CUDA apps’ code is split into two parts: host and device. Host code can be as OO as you want as it basically gets compiled by a C++ compiler of your choosing (through nvcc). Device code, the one that actually hits the GPU, is not OO. It’s basically C (not C++) with extensions. Technically, it’s the C subset of C++ with GPU-specific extensions - you get some C++ features (like templates and the ‘class’ keyword is actually legal) but you don’t get virtual functions, inheritance and such. It’s been hinted that Fermi will allow C++ on the GPU with all OO features but right now it’s impossible.
By the way, if you intend to use OO-heavy code for your engine, you might run into performance issues even on the CPU. Resolving virtual functions, finding concrete implementations of abstract methods, creates some overhead and it can get quite noticeable if it happens in low level stuff (collision checking, raycasting).
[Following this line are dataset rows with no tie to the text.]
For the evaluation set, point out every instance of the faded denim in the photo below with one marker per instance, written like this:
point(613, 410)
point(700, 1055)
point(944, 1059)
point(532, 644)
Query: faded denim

My advice is to tailor your low level algorithms to non-OO programming (or at least minimize abstractness , use templates instead of polymorphism etc.). This goes for both the GPU and for CPU.
OpenCL is also C and even more restricted than CUDA C (no templates for example). Pure C, not “C subset of C++”. Also, all current implementations are beta versions. But yeah, the benefit is that it should work on various hardware. Mind you, you might still need to design algorithms differently for AMD and NVIDIA cards (ex. AMD uses vectors a lot, CUDA is scalar).